Nessa época, Leo possuía uma casa, numa ilha, onde ia com frequência. Ele era a única pessoa de fora a ter um imóvel na vila. Os habitantes locais o chamavam “o proprietário”. Para chegar até lá, ia de ônibus até uma cidadezinha. Esperava um barco da prefeitura que vinha pegar mantimentos, viajava de carona. Certa vez, chegou após a saída do barco e ficou no cais, esperando por um milagre, com três moradores retardatários. Em seguida, atracou uma jangada que logo retornaria à ilha. Lhe foi explicado do perigo de navegarem com muito peso em maré vazante, onde o barco faria diversos zigue-zagues, evitando a violência das ondas.
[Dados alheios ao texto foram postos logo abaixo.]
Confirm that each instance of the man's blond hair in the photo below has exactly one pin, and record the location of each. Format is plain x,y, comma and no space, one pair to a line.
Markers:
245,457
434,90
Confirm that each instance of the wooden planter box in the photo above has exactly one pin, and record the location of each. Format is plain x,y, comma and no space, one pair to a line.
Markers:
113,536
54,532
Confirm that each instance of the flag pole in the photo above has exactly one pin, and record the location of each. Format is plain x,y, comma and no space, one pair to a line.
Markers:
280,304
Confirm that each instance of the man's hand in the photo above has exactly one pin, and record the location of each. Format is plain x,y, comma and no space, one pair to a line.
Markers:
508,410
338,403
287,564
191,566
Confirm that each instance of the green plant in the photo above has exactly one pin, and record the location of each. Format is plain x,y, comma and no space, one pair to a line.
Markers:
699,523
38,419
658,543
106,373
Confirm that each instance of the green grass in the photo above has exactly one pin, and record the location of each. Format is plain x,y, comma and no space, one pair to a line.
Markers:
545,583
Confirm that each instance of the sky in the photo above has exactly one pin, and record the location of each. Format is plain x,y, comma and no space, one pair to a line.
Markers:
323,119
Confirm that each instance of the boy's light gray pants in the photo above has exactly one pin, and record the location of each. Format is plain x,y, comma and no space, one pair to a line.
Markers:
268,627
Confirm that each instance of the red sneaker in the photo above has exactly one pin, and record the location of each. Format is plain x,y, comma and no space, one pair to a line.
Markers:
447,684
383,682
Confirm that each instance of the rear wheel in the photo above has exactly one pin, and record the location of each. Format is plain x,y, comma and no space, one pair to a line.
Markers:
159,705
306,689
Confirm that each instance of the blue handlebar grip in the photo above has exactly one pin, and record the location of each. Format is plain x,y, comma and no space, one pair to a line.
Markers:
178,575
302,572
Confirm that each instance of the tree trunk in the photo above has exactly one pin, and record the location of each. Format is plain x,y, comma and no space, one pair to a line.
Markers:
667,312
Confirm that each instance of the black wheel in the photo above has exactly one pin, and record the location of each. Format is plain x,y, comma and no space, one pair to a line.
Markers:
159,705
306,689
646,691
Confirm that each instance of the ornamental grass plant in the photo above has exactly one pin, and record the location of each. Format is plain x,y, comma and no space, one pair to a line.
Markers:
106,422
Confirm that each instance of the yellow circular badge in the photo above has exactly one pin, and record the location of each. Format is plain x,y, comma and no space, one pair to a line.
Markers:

A lua estava cheia e a água cobria constantemente o barco, cujas mercadorias e sua bagagem, estavam cobertas por um plástico preto.

A princípio, a sensação de extrema fragilidade de sua situação chegou a lhe provocar pânico. Entretanto, a visão estonteante do luar, iluminando o vasto mar e prateando a espuma das ondas o inundou. Ele ergueu-se, equilibrando-se ao balanço da jangada, com as ondas lambendo-lhe os pés. Era como se o tempo houvesse parado. Ao seu redor, num raio de 360 graus tudo era negrume, movimento e reflexos. Sentiu uma gratidão infinita por aquele momento. Posteriormente, já próximos à ilha, foi-lhes sugerido nadarem, no fim do trajeto, para aliviar o peso. Simultaneamente, ele e mais três mergulharam no mar revolto, vendo a praia ainda distante. Desse modo, nadaram com tranquilidade, para evitar desperdícios de força e, quando finalmente chegaram na areia, exaustos, riram e se olharam como se fossem velhos conhecidos.

As pontes entre realidades

Aonde quer que fosse, sozinho, na natureza, ou mesmo em casa, Leo experimentava acontecimentos que denotavam um entrelaçamento de realidades. Com efeito, ao acreditar que a vida falava com ele constantemente, esses acontecimentos habitavam o seu cotidiano de forma natural. Por conseguinte, ao usar sua imaginação, ele acionava passagens entre mundos. Uma vez, num livro de cabala, onde um rabino respondia sobre o tempo e a realidade, ele leu que esses eventos eram comuns em pessoas com a percepção aguçada.

A conquista da espontaneidade

De fato, tendo atravessado muitas fases, algumas bastante conturbadas, Leo se sente maduro. Finalmente, a vontade na vida. Com o coração leve e a mente serena, ele contempla o horizonte da sua existência e sente uma paz indescritível. Afinal, cada passo dado, cada aventura vivida em sua trajetória, moldaram-no em um ser pleno e consciente. Finalmente, agora, ele abraça o presente com gratidão, sabendo que cada momento é uma dádiva. A conexão com a natureza e o universo é sua fonte de inspiração e sua força. Afinal, Leo segue a sua jornada, com a certeza de que a vida é um contínuo aprendizado e que a verdadeira felicidade está em viver o agora, com plenitude e gratidão.